A curadoria exclusivamente feminina do coletivo é outro ponto que distingue o projeto de iniciativas similares. Num setor em que mulheres ainda ocupam posições de destaque em proporção aquém do que mereceriam, a La Guapa deu um passo concreto em direção a uma representação mais justa: dez artistas, 13 painéis permanentes, visibilidade em múltiplas cidades e regiões do país. A execução pela agência AND, ALL garantiu organização e coesão ao projeto sem homogeneizar as obras — cada artista manteve sua voz própria, o que é sinal de que a curadoria foi conduzida com real respeito à autonomia criativa.
O único desejo que um olhar crítico pode apontar é que iniciativas como essa se tornem recorrentes — e não apenas comemorativas. O Mucho Más que Guapas demonstrou que é possível integrar arte, comunidade e gastronomia de maneira orgânica e poderosa. Que seja o primeiro capítulo de uma história mais longa. Para quem ainda não conhece a La Guapa, qualquer uma das 13 unidades contempladas pelo projeto oferece agora uma razão a mais para visitar: ver de perto a obra na fachada e então descobrir que o que está dentro é igualmente feito com cuidado, presença e mãos habilidosas.
Perguntas frequentes
O que é o projeto Mucho Más que Guapas da La Guapa?

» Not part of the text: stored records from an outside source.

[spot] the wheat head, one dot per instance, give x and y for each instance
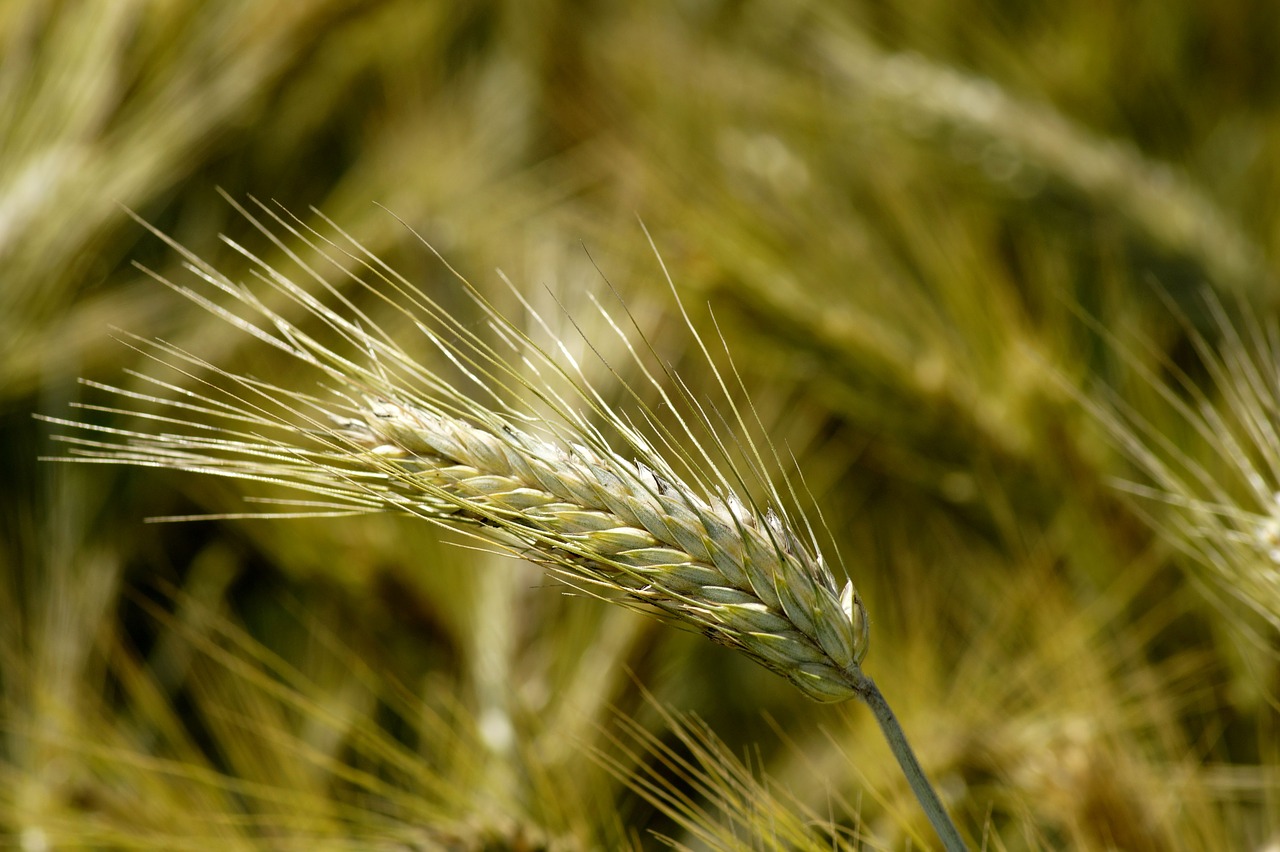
(577, 488)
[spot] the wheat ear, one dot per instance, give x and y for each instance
(580, 490)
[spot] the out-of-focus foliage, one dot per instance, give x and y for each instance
(960, 253)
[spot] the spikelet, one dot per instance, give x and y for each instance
(599, 507)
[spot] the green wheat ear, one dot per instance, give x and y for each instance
(558, 477)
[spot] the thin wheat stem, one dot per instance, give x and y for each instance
(928, 797)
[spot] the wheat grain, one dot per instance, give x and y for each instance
(397, 436)
(557, 476)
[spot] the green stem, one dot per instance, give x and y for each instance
(915, 777)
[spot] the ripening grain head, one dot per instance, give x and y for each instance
(511, 443)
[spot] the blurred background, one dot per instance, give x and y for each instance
(981, 264)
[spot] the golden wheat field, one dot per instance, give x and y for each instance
(397, 395)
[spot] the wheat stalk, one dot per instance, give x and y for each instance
(576, 486)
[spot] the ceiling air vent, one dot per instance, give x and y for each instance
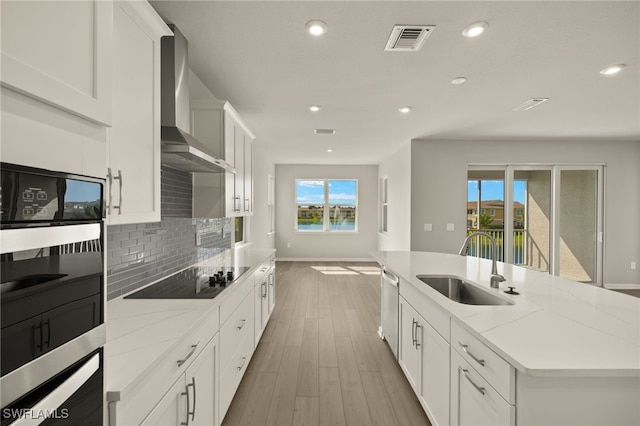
(408, 38)
(324, 131)
(531, 103)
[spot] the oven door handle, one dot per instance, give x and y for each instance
(55, 399)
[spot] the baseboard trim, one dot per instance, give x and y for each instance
(325, 259)
(622, 286)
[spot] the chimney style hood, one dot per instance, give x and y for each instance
(180, 150)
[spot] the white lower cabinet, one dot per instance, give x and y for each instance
(409, 350)
(237, 344)
(263, 298)
(473, 400)
(424, 357)
(192, 399)
(434, 392)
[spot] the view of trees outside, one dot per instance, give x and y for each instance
(485, 212)
(326, 204)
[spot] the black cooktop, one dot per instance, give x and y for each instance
(192, 283)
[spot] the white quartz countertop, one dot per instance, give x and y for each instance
(141, 331)
(556, 327)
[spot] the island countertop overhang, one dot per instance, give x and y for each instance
(556, 327)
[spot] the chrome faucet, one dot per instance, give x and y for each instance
(496, 278)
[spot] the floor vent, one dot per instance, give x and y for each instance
(408, 38)
(531, 103)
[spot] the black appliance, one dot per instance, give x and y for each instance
(52, 295)
(192, 283)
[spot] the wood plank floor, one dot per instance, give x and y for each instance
(320, 360)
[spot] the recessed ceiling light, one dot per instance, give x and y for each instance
(316, 27)
(531, 103)
(475, 29)
(614, 69)
(324, 131)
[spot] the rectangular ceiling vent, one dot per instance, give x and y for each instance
(324, 131)
(531, 103)
(408, 38)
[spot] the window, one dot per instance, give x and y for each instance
(325, 205)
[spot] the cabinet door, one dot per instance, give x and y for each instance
(134, 140)
(239, 137)
(473, 400)
(409, 350)
(248, 175)
(435, 374)
(232, 200)
(59, 53)
(209, 198)
(201, 384)
(171, 410)
(272, 290)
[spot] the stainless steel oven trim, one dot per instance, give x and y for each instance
(31, 375)
(37, 237)
(54, 400)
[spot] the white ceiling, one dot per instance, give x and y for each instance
(257, 55)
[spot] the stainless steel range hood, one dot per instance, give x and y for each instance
(180, 150)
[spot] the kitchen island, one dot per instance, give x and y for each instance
(562, 353)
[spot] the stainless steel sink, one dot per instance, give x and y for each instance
(461, 291)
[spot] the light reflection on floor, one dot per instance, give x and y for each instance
(348, 270)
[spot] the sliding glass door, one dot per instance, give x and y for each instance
(544, 217)
(578, 235)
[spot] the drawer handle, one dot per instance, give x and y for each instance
(241, 326)
(465, 348)
(186, 393)
(244, 359)
(479, 388)
(193, 349)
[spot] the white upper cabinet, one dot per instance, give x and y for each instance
(219, 127)
(133, 174)
(59, 52)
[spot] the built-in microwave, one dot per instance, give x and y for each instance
(52, 288)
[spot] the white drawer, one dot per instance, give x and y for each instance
(241, 288)
(495, 370)
(262, 271)
(239, 325)
(133, 407)
(232, 375)
(474, 400)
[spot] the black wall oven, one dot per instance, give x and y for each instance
(52, 295)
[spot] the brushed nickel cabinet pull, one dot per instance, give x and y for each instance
(479, 388)
(465, 348)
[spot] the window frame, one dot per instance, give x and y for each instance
(326, 207)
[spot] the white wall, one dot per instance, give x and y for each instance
(326, 246)
(259, 223)
(397, 170)
(439, 191)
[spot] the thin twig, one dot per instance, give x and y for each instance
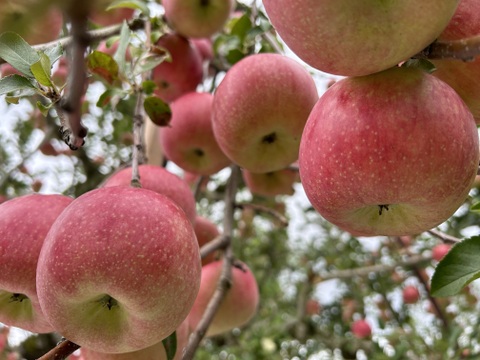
(61, 351)
(225, 277)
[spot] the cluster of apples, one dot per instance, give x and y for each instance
(117, 269)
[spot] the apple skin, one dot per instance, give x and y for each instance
(197, 19)
(386, 139)
(354, 38)
(273, 183)
(119, 270)
(439, 251)
(180, 75)
(237, 308)
(162, 181)
(189, 140)
(154, 352)
(206, 231)
(24, 223)
(361, 329)
(260, 109)
(410, 294)
(463, 76)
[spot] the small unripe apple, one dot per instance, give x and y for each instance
(361, 329)
(24, 224)
(119, 270)
(439, 251)
(410, 294)
(238, 306)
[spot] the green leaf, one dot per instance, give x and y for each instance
(17, 52)
(42, 70)
(458, 268)
(131, 4)
(103, 65)
(170, 344)
(158, 110)
(14, 83)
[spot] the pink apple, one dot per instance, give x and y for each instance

É uma iniciativa da rede de empanadas La Guapa que reuniu 10 artistas brasileiras para criar pinturas murais autorais nas fachadas de 13 lojas espalhadas por São Paulo, Belo Horizonte, Brasília e Curitiba. O projeto celebra o décimo aniversário da marca e valoriza a arte feminina e a cultura dos bairros onde a rede está presente.
Quais cidades têm lojas da La Guapa com as fachadas artísticas do projeto?
As fachadas do projeto estão em unidades na capital de São Paulo (Augusta, Centro, Itaim, Perdizes, Pinheiros e Tatuapé), no interior paulista (Campinas), na Grande São Paulo (Santo André e Guarulhos), no litoral (Santos), além de Belo Horizonte, Brasília e Curitiba.
Quem fundou a La Guapa?
A primeira loja da La Guapa foi inaugurada em 2014 pelos sócios Benny Goldenberg e Paola Carosella. Hoje a rede conta com mais de 30 unidades distribuídas por São Paulo, Distrito Federal, Curitiba e Rio de Janeiro.
Quais artistas participaram do projeto Mucho Más que Guapas?
O coletivo é formado por Bianca Foratori, Belca, Chris Matos, Rosana Grimaldi, Érika Brasil, Sara Rezende, Fixxa, Monalysa, Gislaine Martins e Luiza Tacci — cada uma responsável por uma ou mais unidades da rede, em diferentes cidades do Brasil.
Como as empanadas da La Guapa são produzidas?
Todas as empanadas são feitas à mão por empanadeiras e empanadeiros, seguindo um processo artesanal que a marca sintetiza na frase “Se hacen con las manos, se comen con las manos”. A rede produz em média cinco mil unidades por dia, mantendo o processo manual mesmo com a expansão para mais de 30 unidades.